Too much has been written about the profundity of Blizzard for me to do much other than cosign what’s already been said. Yes, it’s awesome, yes Glen Plake is the man, and yes you need to see it if you haven’t. But, you see, there are other reasons to see it.
Let’s get this out of the way right now: The first scene is two guys rollerblading down the street. I can’t figure out any reason why this was included other than that Rollerblade was a sponsor. Maybe Mr. Stump knew that 20 years later we’d all be doing rollerblade grinds on skis whilst not using poles. From here on out, Blizzard serves as the most poignant ribbing of ski films imaginable. Every single ski film cliché imaginable makes an appearance. Except, of course, that Greg was inventing them as he went along.
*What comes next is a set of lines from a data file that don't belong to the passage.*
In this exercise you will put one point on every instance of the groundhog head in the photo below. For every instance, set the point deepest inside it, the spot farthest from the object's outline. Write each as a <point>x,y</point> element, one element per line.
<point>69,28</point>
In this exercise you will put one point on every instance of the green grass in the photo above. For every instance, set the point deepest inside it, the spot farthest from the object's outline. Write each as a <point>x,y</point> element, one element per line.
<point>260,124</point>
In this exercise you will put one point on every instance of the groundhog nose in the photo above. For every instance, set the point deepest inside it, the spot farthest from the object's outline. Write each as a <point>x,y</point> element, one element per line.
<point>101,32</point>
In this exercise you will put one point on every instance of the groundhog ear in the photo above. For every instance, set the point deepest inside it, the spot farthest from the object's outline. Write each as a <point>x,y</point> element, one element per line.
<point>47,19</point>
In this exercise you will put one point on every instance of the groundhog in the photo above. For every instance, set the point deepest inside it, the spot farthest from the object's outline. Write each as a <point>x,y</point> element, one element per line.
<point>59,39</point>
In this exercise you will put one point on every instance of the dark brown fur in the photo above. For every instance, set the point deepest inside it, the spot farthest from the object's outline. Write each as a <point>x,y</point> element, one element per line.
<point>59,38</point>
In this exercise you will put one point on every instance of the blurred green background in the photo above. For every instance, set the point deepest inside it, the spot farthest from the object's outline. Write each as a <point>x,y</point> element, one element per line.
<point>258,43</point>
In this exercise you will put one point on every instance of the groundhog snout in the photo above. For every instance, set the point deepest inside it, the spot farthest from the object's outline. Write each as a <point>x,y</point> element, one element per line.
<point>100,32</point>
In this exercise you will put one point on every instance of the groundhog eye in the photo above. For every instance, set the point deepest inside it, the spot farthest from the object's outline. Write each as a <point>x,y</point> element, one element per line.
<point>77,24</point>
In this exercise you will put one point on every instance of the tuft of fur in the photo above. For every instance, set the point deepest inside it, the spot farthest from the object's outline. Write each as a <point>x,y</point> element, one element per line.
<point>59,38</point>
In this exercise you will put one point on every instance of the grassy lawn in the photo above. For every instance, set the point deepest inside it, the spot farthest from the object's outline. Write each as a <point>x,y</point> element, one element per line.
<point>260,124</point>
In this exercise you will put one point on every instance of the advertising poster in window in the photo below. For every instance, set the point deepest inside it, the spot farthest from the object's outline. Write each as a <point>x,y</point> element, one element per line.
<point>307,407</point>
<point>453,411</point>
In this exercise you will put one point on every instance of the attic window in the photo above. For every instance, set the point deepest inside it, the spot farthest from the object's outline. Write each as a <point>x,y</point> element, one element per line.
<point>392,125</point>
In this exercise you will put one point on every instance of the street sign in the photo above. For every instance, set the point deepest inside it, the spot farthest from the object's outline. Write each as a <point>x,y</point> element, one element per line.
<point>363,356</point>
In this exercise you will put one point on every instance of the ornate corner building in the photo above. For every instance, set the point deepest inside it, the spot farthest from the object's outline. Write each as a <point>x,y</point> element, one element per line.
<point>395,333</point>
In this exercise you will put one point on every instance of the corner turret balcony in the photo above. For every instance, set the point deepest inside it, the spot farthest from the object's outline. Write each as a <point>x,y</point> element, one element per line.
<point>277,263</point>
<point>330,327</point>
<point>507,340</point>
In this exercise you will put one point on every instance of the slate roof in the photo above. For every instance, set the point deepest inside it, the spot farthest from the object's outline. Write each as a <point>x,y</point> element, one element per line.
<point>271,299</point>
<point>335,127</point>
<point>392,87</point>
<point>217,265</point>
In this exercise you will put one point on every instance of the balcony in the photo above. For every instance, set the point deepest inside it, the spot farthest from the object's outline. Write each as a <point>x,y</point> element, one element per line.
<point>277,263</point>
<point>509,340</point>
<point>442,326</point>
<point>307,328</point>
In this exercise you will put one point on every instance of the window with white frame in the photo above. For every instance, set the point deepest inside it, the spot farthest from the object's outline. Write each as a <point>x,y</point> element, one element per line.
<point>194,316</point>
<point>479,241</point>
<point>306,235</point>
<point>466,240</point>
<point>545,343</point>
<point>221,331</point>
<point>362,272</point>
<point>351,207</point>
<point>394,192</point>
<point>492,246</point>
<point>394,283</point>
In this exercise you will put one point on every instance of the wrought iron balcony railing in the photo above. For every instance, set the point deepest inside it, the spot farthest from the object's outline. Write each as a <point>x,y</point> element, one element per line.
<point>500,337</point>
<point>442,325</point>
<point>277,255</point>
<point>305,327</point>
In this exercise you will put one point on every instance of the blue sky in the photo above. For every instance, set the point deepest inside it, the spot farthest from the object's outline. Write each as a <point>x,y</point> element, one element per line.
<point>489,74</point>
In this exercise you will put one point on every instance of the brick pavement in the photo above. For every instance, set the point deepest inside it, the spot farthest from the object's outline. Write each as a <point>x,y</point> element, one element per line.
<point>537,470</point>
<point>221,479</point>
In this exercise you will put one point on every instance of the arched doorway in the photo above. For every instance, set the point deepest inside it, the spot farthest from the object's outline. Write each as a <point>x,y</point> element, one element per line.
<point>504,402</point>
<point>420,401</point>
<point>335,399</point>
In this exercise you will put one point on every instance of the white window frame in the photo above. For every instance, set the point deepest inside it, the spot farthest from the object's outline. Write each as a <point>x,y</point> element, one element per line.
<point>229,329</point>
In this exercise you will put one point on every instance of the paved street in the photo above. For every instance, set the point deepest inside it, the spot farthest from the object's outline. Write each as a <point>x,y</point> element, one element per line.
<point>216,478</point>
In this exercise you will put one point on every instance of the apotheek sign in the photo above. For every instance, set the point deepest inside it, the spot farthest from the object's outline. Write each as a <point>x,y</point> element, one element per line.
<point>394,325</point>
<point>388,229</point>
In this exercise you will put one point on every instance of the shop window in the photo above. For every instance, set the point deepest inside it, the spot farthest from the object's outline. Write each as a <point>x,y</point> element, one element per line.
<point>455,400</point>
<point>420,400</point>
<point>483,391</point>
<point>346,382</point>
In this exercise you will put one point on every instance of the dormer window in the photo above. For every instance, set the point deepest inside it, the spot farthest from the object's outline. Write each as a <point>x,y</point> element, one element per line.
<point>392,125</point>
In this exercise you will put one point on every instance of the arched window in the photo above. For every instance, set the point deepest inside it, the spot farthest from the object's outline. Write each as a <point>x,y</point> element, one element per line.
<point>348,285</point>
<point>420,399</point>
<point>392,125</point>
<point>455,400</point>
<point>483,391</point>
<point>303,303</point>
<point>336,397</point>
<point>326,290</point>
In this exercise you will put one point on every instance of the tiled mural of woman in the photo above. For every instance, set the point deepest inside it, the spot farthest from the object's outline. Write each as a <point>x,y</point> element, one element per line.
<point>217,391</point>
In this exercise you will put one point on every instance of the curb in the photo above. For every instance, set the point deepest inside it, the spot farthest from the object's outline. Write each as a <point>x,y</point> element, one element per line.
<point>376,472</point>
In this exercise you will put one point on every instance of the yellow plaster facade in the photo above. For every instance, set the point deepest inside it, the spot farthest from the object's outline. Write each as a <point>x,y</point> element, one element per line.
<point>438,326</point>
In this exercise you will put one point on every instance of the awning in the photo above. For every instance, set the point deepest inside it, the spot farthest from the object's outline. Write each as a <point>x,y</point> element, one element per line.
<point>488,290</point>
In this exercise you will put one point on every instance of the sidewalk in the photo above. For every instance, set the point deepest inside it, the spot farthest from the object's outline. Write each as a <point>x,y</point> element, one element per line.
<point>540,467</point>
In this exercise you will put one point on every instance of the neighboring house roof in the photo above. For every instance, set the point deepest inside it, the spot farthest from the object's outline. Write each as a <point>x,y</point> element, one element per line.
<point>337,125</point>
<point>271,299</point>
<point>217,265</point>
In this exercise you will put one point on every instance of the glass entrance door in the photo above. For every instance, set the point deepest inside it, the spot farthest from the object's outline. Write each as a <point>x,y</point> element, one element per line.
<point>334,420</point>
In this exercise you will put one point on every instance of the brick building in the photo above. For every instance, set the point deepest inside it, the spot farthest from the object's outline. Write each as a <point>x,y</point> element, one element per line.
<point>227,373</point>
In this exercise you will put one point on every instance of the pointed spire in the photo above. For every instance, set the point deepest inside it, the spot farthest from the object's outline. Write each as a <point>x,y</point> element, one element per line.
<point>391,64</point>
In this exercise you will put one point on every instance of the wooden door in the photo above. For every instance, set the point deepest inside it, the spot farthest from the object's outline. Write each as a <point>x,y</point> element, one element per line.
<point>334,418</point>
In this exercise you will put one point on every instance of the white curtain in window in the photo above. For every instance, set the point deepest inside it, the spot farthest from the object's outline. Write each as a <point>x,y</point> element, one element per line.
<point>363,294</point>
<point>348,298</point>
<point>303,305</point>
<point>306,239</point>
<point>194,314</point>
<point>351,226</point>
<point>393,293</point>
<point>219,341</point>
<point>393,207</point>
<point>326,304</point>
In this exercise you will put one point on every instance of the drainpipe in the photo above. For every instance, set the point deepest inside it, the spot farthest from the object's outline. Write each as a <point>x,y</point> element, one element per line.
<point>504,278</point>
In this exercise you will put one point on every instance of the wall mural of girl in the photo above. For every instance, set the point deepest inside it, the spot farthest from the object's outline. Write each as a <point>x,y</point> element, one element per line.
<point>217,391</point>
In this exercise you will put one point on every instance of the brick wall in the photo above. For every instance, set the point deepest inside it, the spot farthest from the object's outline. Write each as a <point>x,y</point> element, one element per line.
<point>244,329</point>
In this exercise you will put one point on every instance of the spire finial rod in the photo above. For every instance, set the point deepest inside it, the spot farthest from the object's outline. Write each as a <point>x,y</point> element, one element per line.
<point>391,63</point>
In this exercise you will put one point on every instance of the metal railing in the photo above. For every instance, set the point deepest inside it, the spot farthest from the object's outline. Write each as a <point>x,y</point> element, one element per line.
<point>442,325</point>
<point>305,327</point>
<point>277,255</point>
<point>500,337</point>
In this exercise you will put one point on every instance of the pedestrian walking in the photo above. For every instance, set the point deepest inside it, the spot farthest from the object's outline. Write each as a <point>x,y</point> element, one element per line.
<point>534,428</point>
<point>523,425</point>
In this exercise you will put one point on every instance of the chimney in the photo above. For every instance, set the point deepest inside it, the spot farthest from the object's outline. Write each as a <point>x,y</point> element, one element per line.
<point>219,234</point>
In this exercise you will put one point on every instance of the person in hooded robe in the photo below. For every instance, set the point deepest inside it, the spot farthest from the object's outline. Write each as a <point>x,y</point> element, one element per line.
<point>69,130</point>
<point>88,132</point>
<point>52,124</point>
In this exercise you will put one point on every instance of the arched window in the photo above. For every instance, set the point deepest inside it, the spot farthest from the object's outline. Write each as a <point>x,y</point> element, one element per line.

Immediately following the Rollerblade seggy, we’re treated to a—yup, you guessed it!—timelapse shot of clouds moving across mountains. Things really heat up during the token “pow segment set to reggae” segment. Here we meet who turns out to be the film’s most interesting character, Rasta Stevie. Rasta Stevie rants about corporations, Babylon, the mountains, and emulates a culture other than his own to a degree that Tanner Hall would find laughable. Maybe. All the old favorites turn up. There’s a “crash segment”, ironic facial hair (that’s not ironic in ’88), a New-Wave/electro soundtrack, a “down day” snow accumulation shot, neon outerwear, Raybans, overwrought narration, lifestyle shots, and my personal favorite; the whole thing is about ten minutes too long.

Plake in the 2010 SAGA gear. Preorder now!
So, while we’re now stomping dub cork 12s and pretzel 630ing off of rails, ski movies really haven’t changed a bit. The outerwear’s bigger (tighter in a few instances), the lines are gnarlier, and the spinny flippys are spinnier and flippier, but it’s the same formula.
The credits rolled, the crowd cheered, and Greg Stump made everyone uncomfortable again. The lights went up, and I headed right for him as I had been promised an interview by one of the event organizers. The “interview” turned into a story about how he (or his friend? It was goddamn confusing) had a reoccurring nightmare about having to play drums with 70’s prog-rock legends Yes, without knowing how the song went. He snatched my camera, and handed it to a six year old for him to take our picture…which of course didn’t work out. He stood on tippie-toes as to not look so short next to me, and I did him a solid by slouching.
I went home, feeling like I had just swallowed a handful of crazy pills. In my opinion, it couldn’t have gone any better.






What a weird article!
Ha ha! Sorry I made you feel uncomfortable?
I assume you have left home before right?
Chrasual you gotta do better than that… I had a great time at Taos and wish you the best!
Come see the movie in the fall!
And remember the old adage which particularly applies to you… “If you can’t do it… review it!”
And that is Andy Dick not me… What’s your deal man?
Keep up the annoying work!
Stumpy
Woah, they still let you write stories here?